February 20, 2008 - Indiana's public access counselor recently determined that the Charles A. Beard Memorial School Corporation has violated state public access laws.

The Banner filed a formal complaint against CAB last month alleging the school corporation had improperly redacted, or blacked out, information on copies of e-mails provided in response to a record request. In a formal advisory opinion issued last Wednesday, Public Access Counselor Heather Neal agreed with The Banner and said CAB's redactions had violated the state's Access to Public Records Act.

"It is my opinion that (CAB) cannot sustain its denial of access to much of the information redacted from the records," Neal said in the opening paragraph of her five-page opinion. The Banner raised six challenges to CAB's redactions in its complaint, and Neal ruled in the newspaper's favor with respect to each one.

On 26 of 49 e-mails, CAB had blacked out the e-mail addresses of school board members. Neal said CAB's rationale for these redactions - that the addresses were personnel information within CAB's discretion to withhold - was insufficient.

Because state law prohibits school board members from being employed by the school corporations they serve, school board members' e-mail addresses could not constitute personnel information. However, Neal went on to say that even if board members were employees, CAB would not have been justified in blacking out the information.

"The personnel file exception applies to records contained in the personnel files of public employees or applicants for public (employment)," Neal said. "It does not except from disclosure all records related to personnel matters. … It is my opinion that even if the board members were employees, which by definition they cannot be, the e-mail address of each would not be personnel information."

Similarly, Neal also ruled that CAB improperly blacked out e-mail addresses of several school employees, and, in one instance, the e-mail address of a New Castle insurance agent who wanted to take over CAB's account. With respect to the latter, CAB had conceded its error and provided an unredacted copy of that record to The Banner before Neal issued her opinion.

Neal also rejected CAB's attempt to rely on the personnel file exception and an intra-agency advisory record exception to justify the redaction of information contained on e-mails discussing payments to athletic coaches. She said CAB had provided "no description of the content of the e-mails and no justification for the use of the two exceptions," failing to meet burden imposed by the APRA.

According to Neal, public agencies like CAB, in order to sustain their burden for redacting public records, must establish "the content of the record with adequate specificity." She said it is not sufficient for the public agency to simply rely on "a conclusory statement" that the record is one that can be redacted.
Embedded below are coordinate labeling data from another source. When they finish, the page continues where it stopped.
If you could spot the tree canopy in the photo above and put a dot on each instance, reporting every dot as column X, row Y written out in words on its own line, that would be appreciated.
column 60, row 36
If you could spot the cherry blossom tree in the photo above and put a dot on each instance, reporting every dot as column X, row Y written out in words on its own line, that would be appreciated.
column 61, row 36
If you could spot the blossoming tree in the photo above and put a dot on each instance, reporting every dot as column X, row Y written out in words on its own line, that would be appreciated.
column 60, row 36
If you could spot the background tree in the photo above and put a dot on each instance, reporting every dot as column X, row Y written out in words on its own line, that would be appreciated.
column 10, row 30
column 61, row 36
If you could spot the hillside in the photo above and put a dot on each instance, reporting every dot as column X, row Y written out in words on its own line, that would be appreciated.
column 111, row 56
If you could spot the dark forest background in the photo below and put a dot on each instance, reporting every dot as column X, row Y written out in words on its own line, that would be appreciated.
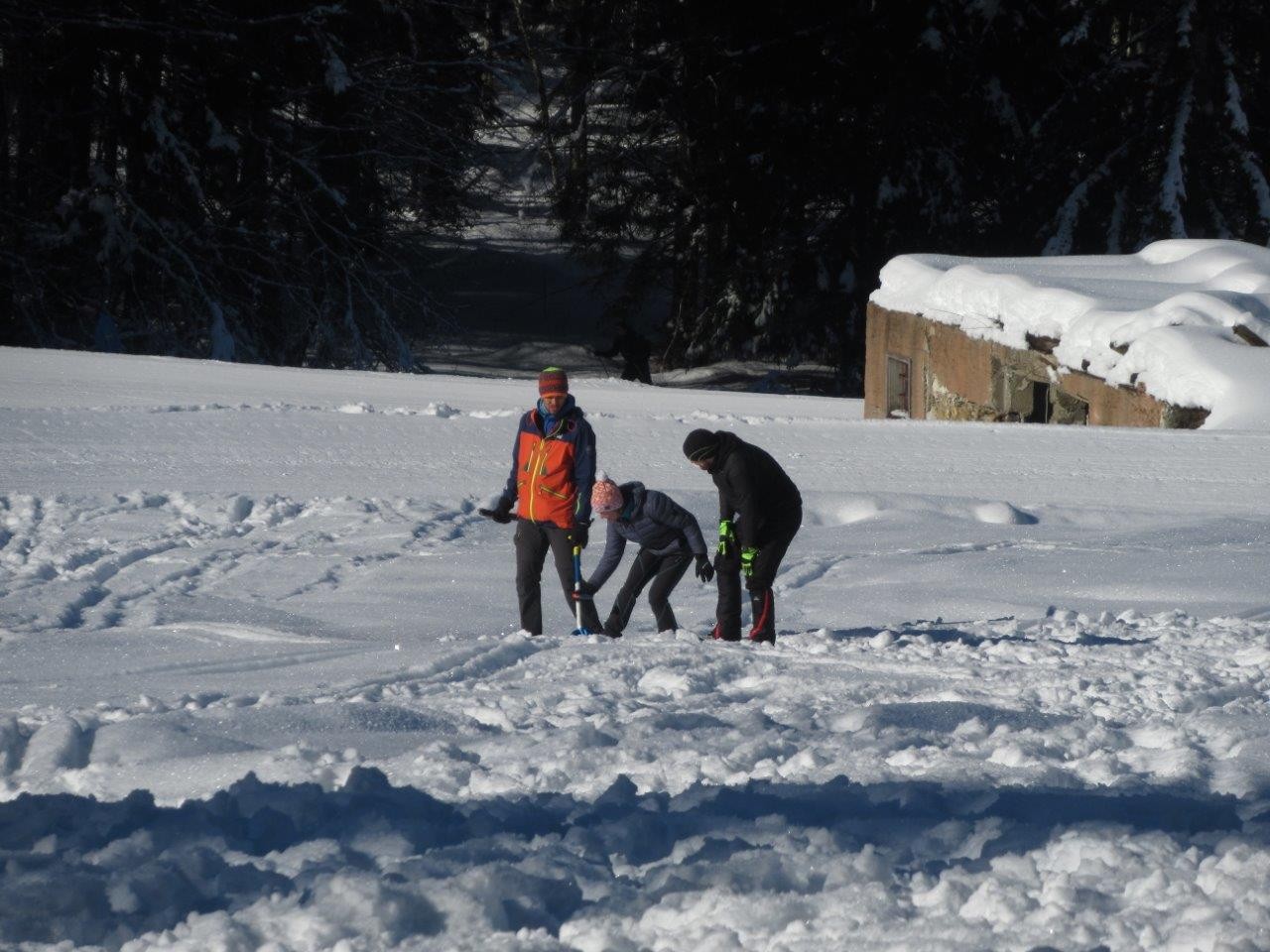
column 263, row 180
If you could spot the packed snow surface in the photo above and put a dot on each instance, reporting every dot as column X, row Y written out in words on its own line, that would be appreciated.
column 261, row 685
column 1164, row 317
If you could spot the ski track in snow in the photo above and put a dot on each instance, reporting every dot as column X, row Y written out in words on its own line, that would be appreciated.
column 253, row 717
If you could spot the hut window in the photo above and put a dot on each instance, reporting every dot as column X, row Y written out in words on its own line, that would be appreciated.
column 897, row 386
column 1039, row 412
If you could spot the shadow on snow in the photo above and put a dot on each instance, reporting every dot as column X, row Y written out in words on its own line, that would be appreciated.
column 104, row 873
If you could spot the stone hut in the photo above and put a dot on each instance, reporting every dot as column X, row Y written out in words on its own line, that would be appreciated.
column 1116, row 340
column 925, row 370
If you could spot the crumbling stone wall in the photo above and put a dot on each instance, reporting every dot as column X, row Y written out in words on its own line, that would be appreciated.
column 957, row 377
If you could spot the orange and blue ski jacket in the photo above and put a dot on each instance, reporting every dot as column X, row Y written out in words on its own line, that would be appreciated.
column 553, row 471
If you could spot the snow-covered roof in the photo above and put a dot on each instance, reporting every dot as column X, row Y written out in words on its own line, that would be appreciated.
column 1165, row 317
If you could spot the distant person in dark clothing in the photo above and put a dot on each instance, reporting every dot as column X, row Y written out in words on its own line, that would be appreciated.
column 635, row 350
column 760, row 512
column 668, row 538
Neal also rejected CAB's claim that redactions to e-mails addressing unemployment proceedings of a former employee were mandatory because the records had been declared confidential by or under rules of the Indiana Supreme Court. Neal noted that CAB had failed to cite any Indiana Supreme Court rule that made the records confidential.

CAB's redaction of an e-mail that former Superintendent David McGuire sent board members regarding a hearing requested by an employee whose position was being eliminated was also deemed improper by Neal. While the school corporation claimed that the blacked out material - McGuire's recounting of what CAB's attorney had told him about the hearing - was "attorney work product" that was within CAB's discretion to redact, Neal disagreed.

According to Neal, McGuire's e-mail "was not compiled by an attorney in reasonable anticipation of litigation, as it was an e-mail from the superintendent to board members and school employees regarding advice provided by the attorney." While she said the redaction may have been proper under some other rationale not offered by CAB, she said it could not be justified for the reason given.

Finally, Neal said CAB's redaction of an e-mail in which McGuire revealed that CAB had "approximately $57,000 more" than shown on their financial books was not justified for the reasons cited. While CAB had claimed the blacked out information was being withheld pursuant to the personnel file information exception, Neal said CAB had failed to show the e-mail was a "personnel file record."

"That the issues addressed are personnel matters does not automatically qualify a record for the personnel file exception," Neal noted.

Last week's ruling was actually the second time Neal had determined CAB had violated the APRA with respect to these particular e-mails. In late November, she issued an opinion finding the school corporation broke the law by redacting the e-mails without properly identifying its reasons for doing so. Since November 2004, the PAC has found CAB to be in violation of the state's public access laws six times.